ジャジル王国にて
体調を崩しました……
ジャジル王国の首都バイムレックは着いた俺達は早速バイムレック城へ向かうと王様であるイェーツ・サガロ・ジャジルと謁見した。
俺はこういう時どうすればいいかわからないのでとりあえず言われた通り頭を下げておいた。
そして別の部屋で再び王と謁見し本題に入る。
「早速本題に入ろうと思う、ああ、ここは王の間じゃないしそんなかしこまらなくてよいぞ」
「ああ、はい」
「まずお主の身柄についてはスタセリタから希望がでているしエミリア殿の文書があるのでその通りにしようと思う」
「ありがとうございます」
「ありがとうございますお父様」
とりあえず予想通りな感じだな。
どうやらかしこまるのは王の間だけで良さそうだな。
「早速だがお主の能力で得た情報とやらをお聞きしてもよいかな?」
「ああ、はい」
俺は情報を提示した。
話した内容は王様であるオロソ・V・ファーガスの頭の中で考えていたことだ。
まずファーガス王国はクレセント大陸の完全統一を目論んでいて自身が治めていない残り3割の領土を手にしようとしていること。

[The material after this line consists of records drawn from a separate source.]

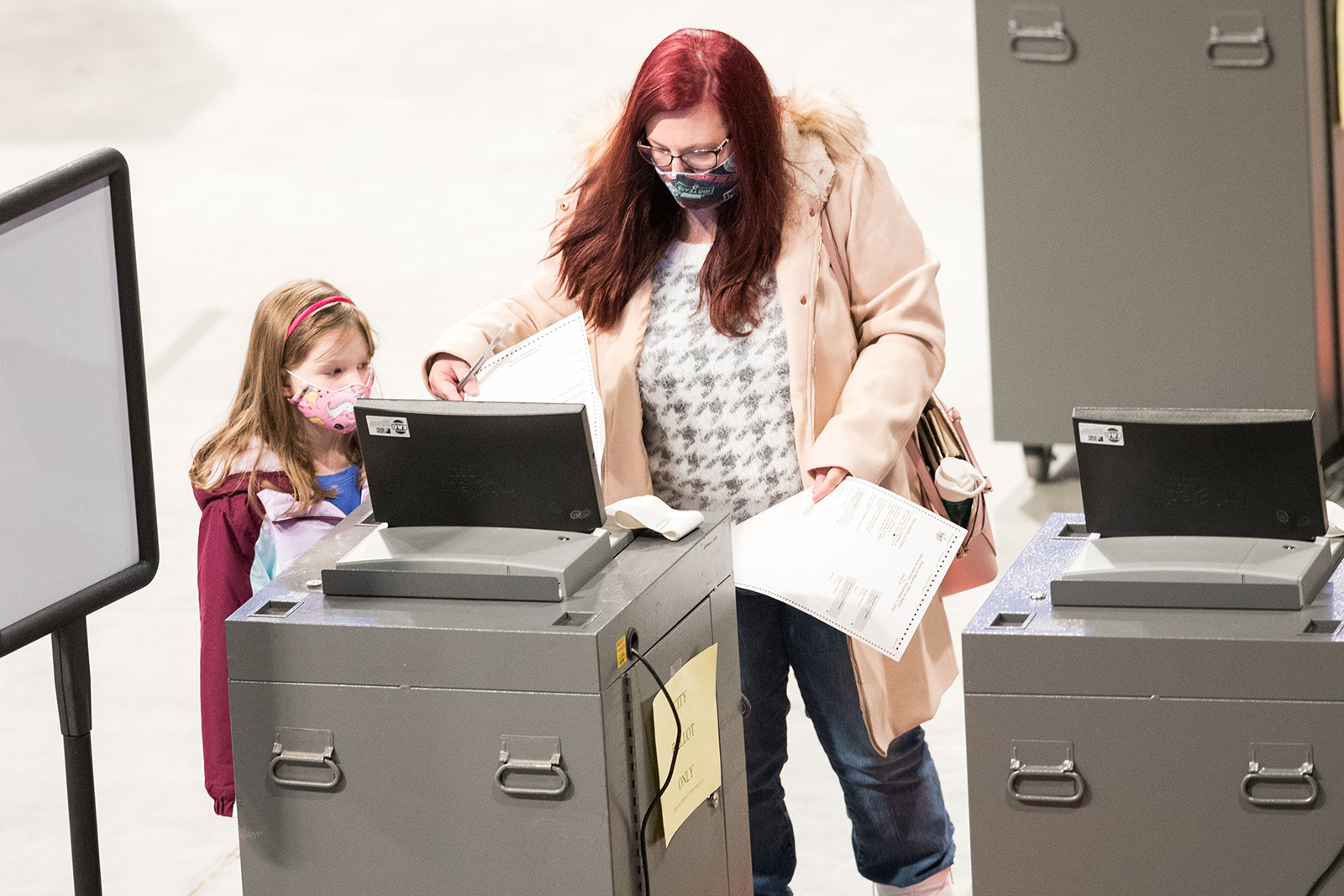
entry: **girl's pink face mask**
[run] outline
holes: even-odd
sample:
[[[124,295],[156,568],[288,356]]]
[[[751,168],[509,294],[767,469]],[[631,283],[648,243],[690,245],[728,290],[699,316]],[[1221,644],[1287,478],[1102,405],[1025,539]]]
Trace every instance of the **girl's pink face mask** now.
[[[336,433],[355,431],[355,402],[368,398],[374,388],[374,369],[370,368],[368,379],[363,383],[351,383],[336,390],[327,390],[313,386],[298,373],[285,371],[302,383],[302,388],[294,392],[289,403],[298,408],[300,414],[319,426]]]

それはちょっと考えばわかることだが問題はその一歩としてファーガス王国の南に位置するじゃじゃ馬平原と呼ばれるオーリオール平原に魔物をけしかけ挟んで存在するボリアル王国へ打撃を与え、さらに魔物が危険を理由に両国で決めた不可侵領域の幅を狭めて砦をつくろうとしていることだ。

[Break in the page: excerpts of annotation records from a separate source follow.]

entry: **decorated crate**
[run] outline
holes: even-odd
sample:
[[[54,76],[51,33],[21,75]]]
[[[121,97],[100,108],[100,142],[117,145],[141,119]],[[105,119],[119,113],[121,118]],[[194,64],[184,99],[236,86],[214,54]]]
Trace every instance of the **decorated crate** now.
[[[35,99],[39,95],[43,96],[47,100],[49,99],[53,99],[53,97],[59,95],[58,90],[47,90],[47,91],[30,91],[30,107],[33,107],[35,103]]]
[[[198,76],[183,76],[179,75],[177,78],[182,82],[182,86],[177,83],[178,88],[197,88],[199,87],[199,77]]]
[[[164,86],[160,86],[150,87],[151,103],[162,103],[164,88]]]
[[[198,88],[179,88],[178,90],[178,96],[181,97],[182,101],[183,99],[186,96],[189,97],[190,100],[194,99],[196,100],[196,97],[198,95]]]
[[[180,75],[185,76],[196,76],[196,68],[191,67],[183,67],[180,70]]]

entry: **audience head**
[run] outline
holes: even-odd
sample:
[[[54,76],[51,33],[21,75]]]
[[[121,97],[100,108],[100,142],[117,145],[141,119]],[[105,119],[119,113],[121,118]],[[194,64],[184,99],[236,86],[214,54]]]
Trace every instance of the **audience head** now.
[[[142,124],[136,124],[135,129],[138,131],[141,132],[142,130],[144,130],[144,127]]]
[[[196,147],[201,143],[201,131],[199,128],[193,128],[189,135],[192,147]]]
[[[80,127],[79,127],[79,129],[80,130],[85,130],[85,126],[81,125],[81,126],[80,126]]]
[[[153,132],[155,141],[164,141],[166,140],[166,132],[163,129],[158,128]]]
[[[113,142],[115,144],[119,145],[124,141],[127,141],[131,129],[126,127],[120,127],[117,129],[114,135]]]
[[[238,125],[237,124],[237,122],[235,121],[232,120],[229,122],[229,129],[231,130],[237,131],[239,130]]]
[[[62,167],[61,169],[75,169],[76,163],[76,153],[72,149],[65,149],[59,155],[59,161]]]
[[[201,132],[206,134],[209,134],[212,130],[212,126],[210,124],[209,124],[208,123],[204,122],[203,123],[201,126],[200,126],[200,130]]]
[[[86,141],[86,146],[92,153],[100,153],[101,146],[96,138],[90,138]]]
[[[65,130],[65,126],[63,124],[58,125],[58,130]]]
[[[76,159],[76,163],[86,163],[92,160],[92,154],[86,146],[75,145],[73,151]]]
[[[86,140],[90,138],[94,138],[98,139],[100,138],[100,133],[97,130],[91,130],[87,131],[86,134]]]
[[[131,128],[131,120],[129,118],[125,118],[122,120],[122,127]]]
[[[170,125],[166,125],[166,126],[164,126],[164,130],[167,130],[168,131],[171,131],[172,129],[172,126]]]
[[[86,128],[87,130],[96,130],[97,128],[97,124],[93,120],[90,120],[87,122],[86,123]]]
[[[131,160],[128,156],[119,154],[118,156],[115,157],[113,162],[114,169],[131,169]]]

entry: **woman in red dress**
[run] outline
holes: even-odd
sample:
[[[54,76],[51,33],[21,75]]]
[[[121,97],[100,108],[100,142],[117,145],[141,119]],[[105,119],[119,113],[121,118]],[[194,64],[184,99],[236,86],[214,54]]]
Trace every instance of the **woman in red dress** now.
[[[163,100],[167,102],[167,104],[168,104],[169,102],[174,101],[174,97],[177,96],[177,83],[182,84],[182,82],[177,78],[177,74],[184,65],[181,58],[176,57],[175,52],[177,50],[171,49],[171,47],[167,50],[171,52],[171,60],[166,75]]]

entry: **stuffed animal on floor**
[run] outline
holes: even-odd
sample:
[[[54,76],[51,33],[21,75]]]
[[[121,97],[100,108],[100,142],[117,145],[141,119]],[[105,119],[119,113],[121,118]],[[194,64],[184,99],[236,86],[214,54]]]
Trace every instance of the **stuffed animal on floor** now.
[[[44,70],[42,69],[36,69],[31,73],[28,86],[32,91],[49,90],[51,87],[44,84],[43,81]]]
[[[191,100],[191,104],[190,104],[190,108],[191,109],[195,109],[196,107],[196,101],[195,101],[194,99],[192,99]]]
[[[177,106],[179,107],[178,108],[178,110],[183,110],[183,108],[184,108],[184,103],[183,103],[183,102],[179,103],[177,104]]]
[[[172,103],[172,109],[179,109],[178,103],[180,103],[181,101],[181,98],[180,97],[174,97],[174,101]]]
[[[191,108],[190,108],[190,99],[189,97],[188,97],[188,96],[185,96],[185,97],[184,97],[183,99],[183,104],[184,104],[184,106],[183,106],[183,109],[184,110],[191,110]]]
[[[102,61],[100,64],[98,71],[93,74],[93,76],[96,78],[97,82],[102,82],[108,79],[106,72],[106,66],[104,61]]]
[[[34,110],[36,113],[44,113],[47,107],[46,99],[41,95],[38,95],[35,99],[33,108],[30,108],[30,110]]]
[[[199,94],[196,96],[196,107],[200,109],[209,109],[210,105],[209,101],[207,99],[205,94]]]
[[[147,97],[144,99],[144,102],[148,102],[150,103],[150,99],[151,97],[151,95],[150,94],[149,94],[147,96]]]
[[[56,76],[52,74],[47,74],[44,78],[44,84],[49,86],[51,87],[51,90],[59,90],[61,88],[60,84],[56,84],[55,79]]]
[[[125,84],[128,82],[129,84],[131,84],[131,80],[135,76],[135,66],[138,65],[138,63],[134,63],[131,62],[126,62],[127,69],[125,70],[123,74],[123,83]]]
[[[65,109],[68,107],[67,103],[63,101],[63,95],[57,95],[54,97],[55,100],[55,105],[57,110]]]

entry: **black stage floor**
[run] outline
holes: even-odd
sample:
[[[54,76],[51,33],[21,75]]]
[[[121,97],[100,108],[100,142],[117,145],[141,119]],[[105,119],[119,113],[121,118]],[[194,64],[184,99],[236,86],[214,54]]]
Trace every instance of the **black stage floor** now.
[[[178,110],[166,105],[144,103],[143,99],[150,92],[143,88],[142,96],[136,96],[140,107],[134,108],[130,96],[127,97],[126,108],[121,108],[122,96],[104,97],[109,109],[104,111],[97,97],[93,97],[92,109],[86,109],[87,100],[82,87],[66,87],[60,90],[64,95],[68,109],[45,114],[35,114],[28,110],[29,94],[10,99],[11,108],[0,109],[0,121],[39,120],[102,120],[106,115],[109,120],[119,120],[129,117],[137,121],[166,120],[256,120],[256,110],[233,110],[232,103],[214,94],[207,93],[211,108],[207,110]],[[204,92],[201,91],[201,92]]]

「なんと……ファーガス王国のクレセント統一の企みは何となくわかっていたがそのためにそんなことを考えていたとは……」
「はい、あとはじゃじゃ馬平原より北東部に位置しハクショウ山の南に存在するファーガス王国とリユーン共和国の国境であるウォーサンの森に召喚された勇者の派遣をしていずれは攻めようと目論んでいます」
「うむ、リユーンは反ダーレー教国家である故ファーガスとは元々仲が良くなくいずれはと思っていたのだろう……」
「ファーガスの方が大きいし攻められるには時間の問題では?」
「ファーガス以外のクレセントの国は大半が小国同盟を結んでいるからうかつには手を出せんのじゃよ」
「なるほど~」
流石にそういう対策はしているか。
しかし勇者という戦力を得て強力になっているファーガス王国が強硬手段に出るのは時間の問題かもしれない。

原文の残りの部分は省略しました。